I still wouldn't even if I had the money because if you get 500k in donations for equipment and staff salary thats 500k you can take out of your revenue to line the pockets of executives.


> ... if I had the information about which % of that money went to actual equipment and patient services

That wouldn't give you the whole picture on waste. A big chunk of high health care costs is hidden inside the equipment and patient services. American hospitals have a habit of doing things in much more expensive ways than is strictly necessary.


Nonprofit means there aren't investors being paid a dividend, you can still have a cluster of management parasites getting paid $1M/yr.


The same thing applies even to Mozilla https://news.ycombinator.com/item?id=10101637. Wikipedia is significantly better but still not perfect https://foundation.wikimedia.org/w/index.php?page=49&title=F....
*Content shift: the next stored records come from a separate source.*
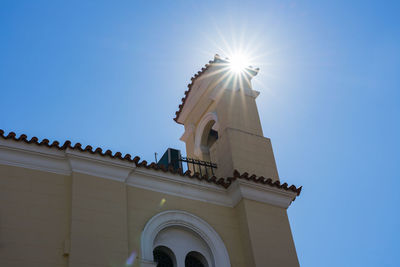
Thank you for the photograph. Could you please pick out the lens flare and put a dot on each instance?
(162, 202)
(238, 62)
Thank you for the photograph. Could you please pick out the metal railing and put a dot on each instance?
(200, 166)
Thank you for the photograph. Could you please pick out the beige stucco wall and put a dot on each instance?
(103, 219)
(34, 217)
(144, 204)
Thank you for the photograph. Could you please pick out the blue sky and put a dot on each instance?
(111, 74)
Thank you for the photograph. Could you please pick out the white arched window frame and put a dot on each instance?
(211, 116)
(189, 221)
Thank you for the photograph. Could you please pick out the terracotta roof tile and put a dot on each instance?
(224, 182)
(217, 60)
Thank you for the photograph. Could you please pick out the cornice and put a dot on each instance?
(225, 192)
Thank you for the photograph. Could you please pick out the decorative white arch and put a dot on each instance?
(189, 221)
(211, 116)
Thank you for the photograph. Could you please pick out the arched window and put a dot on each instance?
(184, 239)
(164, 257)
(195, 259)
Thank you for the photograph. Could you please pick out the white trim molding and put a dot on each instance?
(53, 160)
(210, 116)
(183, 219)
(189, 129)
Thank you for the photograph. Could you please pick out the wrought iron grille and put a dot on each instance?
(200, 166)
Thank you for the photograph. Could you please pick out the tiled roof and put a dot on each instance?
(217, 60)
(224, 182)
(193, 79)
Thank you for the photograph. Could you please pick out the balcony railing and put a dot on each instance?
(200, 166)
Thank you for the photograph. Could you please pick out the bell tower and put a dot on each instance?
(222, 123)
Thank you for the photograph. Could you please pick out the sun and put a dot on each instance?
(238, 62)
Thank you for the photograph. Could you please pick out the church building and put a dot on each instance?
(222, 204)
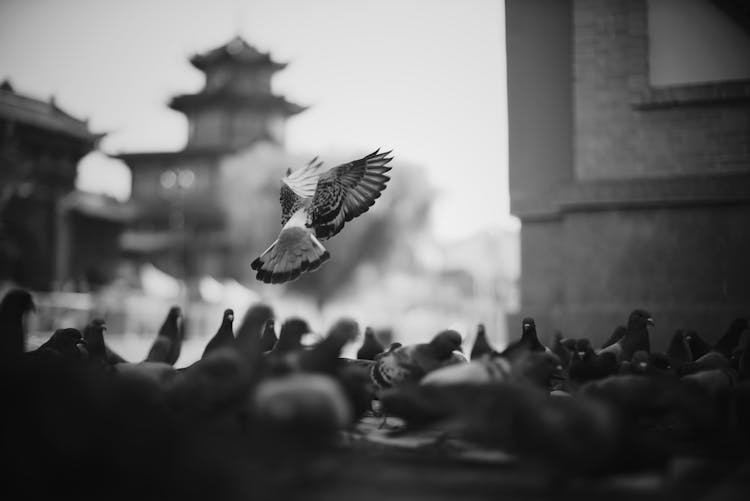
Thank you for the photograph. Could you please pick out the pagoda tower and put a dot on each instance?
(236, 107)
(181, 224)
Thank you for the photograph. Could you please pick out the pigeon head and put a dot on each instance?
(228, 317)
(640, 361)
(17, 301)
(640, 319)
(174, 312)
(67, 342)
(528, 325)
(445, 343)
(536, 367)
(583, 348)
(345, 329)
(698, 346)
(174, 317)
(290, 335)
(739, 324)
(93, 335)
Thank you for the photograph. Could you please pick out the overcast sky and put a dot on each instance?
(424, 77)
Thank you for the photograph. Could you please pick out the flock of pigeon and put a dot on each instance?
(254, 416)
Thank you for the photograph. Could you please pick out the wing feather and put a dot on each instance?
(347, 191)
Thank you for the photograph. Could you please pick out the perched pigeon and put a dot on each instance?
(586, 365)
(408, 364)
(315, 204)
(224, 337)
(65, 343)
(268, 338)
(481, 344)
(93, 335)
(290, 335)
(731, 338)
(636, 338)
(15, 306)
(252, 325)
(168, 343)
(616, 335)
(370, 346)
(529, 340)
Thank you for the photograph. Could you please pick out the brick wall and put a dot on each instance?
(617, 135)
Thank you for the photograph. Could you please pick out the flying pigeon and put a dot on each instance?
(315, 204)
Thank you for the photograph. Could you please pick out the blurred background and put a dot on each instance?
(144, 143)
(607, 142)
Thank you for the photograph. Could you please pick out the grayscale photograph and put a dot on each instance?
(375, 250)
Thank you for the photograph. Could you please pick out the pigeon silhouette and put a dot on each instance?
(14, 307)
(529, 340)
(481, 345)
(168, 343)
(224, 337)
(371, 347)
(731, 338)
(268, 338)
(408, 364)
(636, 338)
(252, 325)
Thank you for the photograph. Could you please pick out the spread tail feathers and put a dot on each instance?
(295, 251)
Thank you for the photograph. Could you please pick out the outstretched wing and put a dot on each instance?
(297, 186)
(346, 191)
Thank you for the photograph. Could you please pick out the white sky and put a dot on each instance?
(424, 77)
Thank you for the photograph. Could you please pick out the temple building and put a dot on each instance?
(181, 222)
(51, 235)
(629, 154)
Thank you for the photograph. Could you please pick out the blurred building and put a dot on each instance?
(181, 222)
(51, 234)
(629, 137)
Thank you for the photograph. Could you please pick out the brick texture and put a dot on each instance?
(614, 138)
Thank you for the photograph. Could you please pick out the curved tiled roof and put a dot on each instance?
(42, 114)
(236, 50)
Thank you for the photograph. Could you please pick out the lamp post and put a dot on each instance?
(176, 182)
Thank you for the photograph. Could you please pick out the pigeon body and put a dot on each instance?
(224, 337)
(168, 343)
(315, 204)
(481, 345)
(290, 335)
(66, 344)
(252, 325)
(408, 364)
(616, 335)
(529, 340)
(482, 370)
(370, 346)
(268, 339)
(16, 304)
(636, 338)
(731, 338)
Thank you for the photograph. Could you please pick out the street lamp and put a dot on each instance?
(176, 182)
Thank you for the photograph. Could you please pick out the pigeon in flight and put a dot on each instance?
(315, 204)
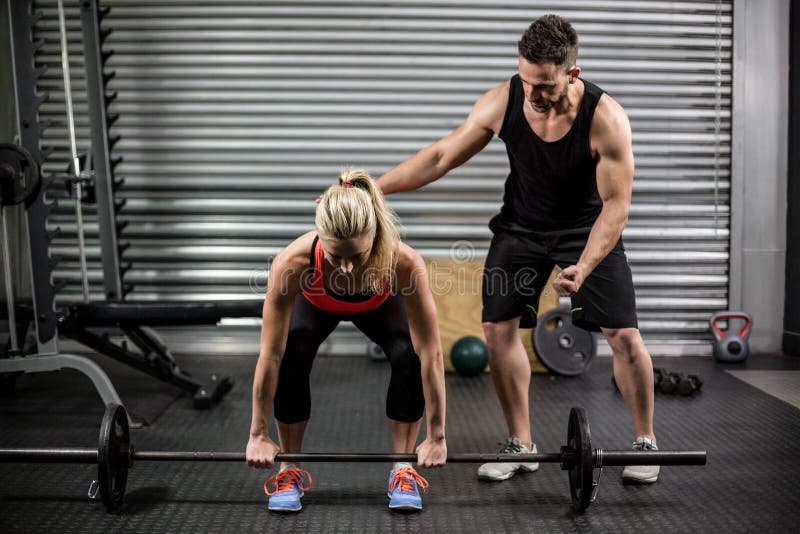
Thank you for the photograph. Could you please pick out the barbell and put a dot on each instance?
(115, 455)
I honestly believe any company as well as everyone responsible for abusing the term "non-profit" in order to make money for their personal gain should be punished accordingly and be treated as scammers.


Most egregious might be the National Football League.

Oh, and (mega)churches.


The NFL is no longer incorporated as a non-profit.


Thank god. Now we just need to not exempt the megachurches.


Ha, most of the nonprofits in health care are actually extremely profitable.


Like most non profits in tech (Mozilla, Wikipedia, EFF, ...)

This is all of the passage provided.